Can you please tell me why there's a bottle of urine on my night stand with a note that says "in case you're thirsty in the morning"? Thanks.
you kept lifting my skirt up, yelling "PANTY PARTY". needless to say, you're at the top of my father's shit list right now.
You know those ponds where you go and pay $5 and your guarranteed to catch a fish thats how i describe her
I'm relatively certain my chiropractor just judged me for admitting that my back is misaligned from the sex we had last night...
we are playing family charades. my sister pointed at me. everyone guessed alcoholic.
I just saw a group of 50+ year old women all wearing shirts that said "drink up, bitches" ...please tell me that can be us some day.
I am nonfunctional stoned. I had to ask ben to put me somewhere away from all the people I'm sitting on someones bed watching a wall. Not alright. Should not have come.
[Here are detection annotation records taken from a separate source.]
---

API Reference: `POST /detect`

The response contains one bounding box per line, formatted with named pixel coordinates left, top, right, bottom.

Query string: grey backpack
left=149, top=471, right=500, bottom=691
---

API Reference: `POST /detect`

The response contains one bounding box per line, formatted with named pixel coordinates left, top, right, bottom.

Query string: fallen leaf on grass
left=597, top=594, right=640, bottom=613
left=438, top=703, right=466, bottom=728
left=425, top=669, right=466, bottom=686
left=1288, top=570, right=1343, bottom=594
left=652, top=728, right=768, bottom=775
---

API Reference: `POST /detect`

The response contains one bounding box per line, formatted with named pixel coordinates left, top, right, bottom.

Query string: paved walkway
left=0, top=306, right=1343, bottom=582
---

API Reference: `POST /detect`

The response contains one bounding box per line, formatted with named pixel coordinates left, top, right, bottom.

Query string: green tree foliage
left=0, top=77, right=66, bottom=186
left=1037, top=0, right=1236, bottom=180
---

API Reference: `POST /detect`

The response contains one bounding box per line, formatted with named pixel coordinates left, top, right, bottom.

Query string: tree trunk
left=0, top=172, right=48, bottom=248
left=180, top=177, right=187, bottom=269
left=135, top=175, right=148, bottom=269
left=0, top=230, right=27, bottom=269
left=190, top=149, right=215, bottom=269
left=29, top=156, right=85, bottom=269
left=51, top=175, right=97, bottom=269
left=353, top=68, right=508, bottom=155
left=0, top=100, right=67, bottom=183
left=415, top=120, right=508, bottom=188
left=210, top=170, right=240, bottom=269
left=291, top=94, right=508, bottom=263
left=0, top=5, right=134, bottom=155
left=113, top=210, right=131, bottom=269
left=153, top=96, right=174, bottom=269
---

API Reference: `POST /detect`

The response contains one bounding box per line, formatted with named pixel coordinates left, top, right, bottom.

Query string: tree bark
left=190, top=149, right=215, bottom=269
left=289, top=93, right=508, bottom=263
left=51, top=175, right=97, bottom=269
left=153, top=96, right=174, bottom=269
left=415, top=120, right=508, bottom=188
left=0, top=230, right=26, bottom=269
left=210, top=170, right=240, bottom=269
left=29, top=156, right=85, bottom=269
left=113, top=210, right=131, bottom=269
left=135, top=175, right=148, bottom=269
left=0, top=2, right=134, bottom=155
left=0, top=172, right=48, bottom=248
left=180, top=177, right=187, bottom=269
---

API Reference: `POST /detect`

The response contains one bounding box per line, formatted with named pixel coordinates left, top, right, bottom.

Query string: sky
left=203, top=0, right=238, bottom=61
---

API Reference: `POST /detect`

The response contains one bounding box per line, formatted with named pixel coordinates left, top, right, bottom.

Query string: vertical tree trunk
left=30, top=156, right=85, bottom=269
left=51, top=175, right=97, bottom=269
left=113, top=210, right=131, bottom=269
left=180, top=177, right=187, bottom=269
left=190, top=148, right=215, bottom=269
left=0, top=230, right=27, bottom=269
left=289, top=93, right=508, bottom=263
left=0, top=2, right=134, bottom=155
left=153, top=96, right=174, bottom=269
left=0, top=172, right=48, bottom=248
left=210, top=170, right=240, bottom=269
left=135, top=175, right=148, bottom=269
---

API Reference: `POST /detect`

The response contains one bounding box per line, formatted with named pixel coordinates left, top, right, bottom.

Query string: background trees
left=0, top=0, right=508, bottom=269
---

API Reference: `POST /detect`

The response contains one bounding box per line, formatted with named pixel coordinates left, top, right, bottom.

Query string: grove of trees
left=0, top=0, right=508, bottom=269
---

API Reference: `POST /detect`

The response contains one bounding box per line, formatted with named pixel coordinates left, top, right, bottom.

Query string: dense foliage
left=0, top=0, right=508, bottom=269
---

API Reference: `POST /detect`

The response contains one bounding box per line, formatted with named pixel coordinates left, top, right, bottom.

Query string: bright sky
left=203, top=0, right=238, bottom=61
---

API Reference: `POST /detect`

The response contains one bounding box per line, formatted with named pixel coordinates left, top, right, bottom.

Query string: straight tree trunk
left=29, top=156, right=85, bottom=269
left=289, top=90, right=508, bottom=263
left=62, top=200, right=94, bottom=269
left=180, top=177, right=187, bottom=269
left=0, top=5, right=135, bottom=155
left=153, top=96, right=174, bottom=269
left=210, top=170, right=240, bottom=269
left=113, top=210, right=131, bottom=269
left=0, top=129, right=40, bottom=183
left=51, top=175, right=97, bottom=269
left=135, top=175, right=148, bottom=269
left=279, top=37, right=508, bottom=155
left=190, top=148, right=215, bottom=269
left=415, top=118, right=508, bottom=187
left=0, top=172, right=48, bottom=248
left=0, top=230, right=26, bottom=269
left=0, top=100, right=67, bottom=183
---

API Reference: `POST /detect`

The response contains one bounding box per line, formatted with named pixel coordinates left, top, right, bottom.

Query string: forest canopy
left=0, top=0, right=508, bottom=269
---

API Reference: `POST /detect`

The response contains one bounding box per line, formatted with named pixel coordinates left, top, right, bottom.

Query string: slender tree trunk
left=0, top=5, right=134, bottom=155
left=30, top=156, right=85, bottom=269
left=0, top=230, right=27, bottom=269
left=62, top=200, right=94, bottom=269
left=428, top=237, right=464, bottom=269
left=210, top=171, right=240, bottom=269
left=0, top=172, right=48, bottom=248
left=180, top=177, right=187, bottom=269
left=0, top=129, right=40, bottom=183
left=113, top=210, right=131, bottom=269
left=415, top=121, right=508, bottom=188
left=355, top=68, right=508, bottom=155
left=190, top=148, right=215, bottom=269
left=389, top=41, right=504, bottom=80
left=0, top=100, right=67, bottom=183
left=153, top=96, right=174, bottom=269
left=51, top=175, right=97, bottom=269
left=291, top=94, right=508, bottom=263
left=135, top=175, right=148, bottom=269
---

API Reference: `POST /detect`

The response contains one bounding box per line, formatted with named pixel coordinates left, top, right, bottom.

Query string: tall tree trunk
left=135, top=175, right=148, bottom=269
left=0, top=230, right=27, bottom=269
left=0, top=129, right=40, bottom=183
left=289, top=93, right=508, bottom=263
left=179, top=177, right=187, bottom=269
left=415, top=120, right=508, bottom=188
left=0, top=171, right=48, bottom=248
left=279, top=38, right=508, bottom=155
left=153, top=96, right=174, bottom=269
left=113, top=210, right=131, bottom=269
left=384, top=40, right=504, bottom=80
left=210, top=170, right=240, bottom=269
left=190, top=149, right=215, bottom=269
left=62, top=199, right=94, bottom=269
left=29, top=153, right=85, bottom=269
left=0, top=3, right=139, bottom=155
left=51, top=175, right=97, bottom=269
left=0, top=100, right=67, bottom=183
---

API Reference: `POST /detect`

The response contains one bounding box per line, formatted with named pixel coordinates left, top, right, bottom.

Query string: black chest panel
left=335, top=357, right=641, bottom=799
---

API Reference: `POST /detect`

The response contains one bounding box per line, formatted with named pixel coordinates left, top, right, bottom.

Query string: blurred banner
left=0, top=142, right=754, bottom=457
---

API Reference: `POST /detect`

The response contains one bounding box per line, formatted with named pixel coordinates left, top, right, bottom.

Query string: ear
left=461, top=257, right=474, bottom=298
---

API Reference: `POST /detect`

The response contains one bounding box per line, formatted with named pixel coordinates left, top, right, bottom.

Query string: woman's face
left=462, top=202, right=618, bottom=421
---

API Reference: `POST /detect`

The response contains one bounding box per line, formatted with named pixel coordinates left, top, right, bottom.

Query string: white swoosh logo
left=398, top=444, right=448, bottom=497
I really gotta be careful. My email inbox is equal parts notifications from instructors and this dude's dick. If I get drunk and reply to the wrong thing I might get kicked out of grad school.
Where would I incorporate "your boyfriend fucked the shit out of me last night" before or after Merry Christmas bitch?
Look at you go. You're like the Slutty Librarian that Could. They should write children's books about you. Children's books for adults.
After this week, alcohol is mandatory.
I’m a coke loving, addy selling, pot smoking CRIMINOLOGY major. If there isn't irony in that I give up.
We are actually the same person except with opposite genitalia, which are both incredible.
I forgot to lock the door last night. I woke up cuz a guy opened my bedroom door, asked me who I was and where he was. And there was another guy standing in the living room asking me if I knew what apartment "Travis" lives in.
Just letting you know that while you peed your pants in that guys jeep, The orgasm I had made my hair fall out... Good morning.